The University of Connecticut men’s basketball team cannot compete for next year’s national championship after the NCAA denied the school’s appeal of a postseason ban based on its athletes’ academic performance.
The Huskies earlier had been ordered to sit out the 2013 NCAA tournament, because of its past players’ sub-par academic performance rate. Led by longtime coach Jim Calhoun, the program had won that tourney last spring and, thus, captured the national title.
The University of Connecticut appealed that ruling, but to no avail, both the school and the NCAA said Thursday.
“It is disturbing that our current players must pay a penalty for the academic performance of students no longer enrolled,” University of Connecticut President Susan Herbst said in a statement. “No educator or parent purposefully punishes young people for the failings of others.”
The NCAA defended the decision, with spokesman Erik Christianson stating “schools have known since 2006″ about the “serious penalties, including postseason restriction” for programs that did not meet set academic requirements.
“Also, in UConn’s first waiver denial, NCAA staff noted the men’s basketball team’s overall lack of academic achievement and minimal academic progress over several years,” Christianson said by e-mail to CNN.
The move is a result of the NCAA’s decision to implement a recommendation, backed by U.S. Education Secretary Arne Duncan and the Knight Commission on Intercollegiate Athletics, to penalize programs that did not or were not on track to graduate at least half of their student athletes.
“If you can’t manage to graduate half of your players, how serious is the institution and the coach and the program about their players’ academic success?” Duncan, who played basketball while attending Harvard, told reporters last spring. “Are you actually preparing your student athletes for success — is it just on the court or in life?”

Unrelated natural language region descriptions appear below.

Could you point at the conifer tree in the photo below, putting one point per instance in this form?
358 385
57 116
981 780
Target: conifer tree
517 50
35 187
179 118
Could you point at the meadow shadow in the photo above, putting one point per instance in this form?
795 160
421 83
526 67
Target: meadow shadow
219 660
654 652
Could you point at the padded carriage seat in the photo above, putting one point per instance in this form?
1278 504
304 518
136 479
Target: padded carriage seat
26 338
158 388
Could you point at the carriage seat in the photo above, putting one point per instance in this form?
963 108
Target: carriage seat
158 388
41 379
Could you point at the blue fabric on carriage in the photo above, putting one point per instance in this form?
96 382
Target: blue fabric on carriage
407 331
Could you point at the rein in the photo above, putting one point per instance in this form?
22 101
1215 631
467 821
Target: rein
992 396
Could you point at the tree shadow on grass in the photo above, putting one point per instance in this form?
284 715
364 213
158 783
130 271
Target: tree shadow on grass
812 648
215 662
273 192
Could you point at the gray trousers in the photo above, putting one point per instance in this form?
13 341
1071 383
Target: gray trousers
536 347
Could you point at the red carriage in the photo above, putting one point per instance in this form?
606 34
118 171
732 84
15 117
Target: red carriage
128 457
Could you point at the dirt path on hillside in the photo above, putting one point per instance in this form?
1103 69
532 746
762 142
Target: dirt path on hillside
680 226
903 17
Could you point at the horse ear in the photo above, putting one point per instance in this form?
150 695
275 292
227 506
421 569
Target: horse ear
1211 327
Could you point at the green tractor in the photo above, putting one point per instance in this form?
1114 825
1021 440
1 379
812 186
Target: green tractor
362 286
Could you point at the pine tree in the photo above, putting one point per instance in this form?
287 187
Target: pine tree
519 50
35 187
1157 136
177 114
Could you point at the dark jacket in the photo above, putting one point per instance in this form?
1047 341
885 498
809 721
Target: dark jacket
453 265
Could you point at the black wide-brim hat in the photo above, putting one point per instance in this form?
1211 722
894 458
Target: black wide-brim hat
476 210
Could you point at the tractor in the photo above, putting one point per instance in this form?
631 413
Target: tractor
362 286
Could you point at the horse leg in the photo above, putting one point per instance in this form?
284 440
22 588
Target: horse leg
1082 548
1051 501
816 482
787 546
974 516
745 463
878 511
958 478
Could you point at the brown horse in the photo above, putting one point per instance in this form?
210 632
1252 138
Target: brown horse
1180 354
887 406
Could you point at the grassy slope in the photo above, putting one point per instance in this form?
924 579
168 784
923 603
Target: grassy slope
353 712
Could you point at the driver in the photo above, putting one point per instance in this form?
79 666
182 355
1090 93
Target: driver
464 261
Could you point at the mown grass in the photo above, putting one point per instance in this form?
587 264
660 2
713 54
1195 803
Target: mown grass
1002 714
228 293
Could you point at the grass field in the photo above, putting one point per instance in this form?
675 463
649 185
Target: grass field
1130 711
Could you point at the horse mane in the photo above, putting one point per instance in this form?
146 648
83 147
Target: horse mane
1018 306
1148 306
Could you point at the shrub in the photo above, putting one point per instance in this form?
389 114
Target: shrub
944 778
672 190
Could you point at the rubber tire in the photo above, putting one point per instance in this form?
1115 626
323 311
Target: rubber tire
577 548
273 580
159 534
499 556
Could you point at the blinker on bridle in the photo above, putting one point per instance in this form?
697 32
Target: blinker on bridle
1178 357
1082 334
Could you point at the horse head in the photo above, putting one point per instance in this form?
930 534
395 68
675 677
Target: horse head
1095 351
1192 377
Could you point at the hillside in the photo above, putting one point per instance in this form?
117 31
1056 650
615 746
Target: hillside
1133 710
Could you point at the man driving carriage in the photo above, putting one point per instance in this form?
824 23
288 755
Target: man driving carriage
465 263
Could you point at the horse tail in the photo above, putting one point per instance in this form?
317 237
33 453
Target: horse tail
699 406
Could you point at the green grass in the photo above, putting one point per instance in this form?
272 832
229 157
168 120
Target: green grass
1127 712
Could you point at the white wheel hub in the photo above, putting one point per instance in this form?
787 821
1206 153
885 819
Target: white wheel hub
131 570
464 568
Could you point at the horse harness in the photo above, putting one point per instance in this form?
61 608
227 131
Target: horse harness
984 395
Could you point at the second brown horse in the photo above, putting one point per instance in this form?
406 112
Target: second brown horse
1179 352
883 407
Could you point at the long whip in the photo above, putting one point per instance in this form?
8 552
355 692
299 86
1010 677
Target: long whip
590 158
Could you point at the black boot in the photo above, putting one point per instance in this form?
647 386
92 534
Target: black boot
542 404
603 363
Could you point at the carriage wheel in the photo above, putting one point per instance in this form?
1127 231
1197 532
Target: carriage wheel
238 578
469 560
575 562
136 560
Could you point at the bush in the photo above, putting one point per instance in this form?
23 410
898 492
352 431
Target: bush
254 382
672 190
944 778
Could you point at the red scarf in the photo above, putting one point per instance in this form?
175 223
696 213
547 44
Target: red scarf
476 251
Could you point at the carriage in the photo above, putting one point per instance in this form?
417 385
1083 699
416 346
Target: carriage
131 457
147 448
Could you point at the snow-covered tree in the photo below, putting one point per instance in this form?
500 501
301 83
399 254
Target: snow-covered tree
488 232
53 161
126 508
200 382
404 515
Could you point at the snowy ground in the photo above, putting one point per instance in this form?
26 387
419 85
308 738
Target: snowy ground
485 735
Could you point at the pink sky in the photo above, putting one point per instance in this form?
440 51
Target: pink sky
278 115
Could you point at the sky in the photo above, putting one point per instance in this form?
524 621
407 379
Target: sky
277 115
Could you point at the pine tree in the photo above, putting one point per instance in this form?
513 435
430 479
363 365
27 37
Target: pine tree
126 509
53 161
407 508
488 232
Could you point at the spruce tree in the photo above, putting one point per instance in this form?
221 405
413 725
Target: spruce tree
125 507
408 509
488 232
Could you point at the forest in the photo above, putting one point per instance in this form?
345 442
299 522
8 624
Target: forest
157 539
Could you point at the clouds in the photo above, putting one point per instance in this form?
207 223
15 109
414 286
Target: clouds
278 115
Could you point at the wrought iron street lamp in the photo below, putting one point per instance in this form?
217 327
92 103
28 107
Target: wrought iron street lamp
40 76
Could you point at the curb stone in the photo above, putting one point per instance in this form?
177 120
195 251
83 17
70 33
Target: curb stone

The NCAA notes that a 930 APR, or academic performance rate, equates to a program being at the fulcrum to meet that criteria — with higher scores indicating that a program is on track to graduate more than half its players, and lower ones indicating it is not.
The APR score for the UConn men’s basketball’s team, based on data from the 2009-2010 academic year, was an 893, according to the NCAA’s website. That led to the NCAA immediately determining that the Huskies must offer two fewer scholarships, as well as setting the stage for next year’s postseason ban.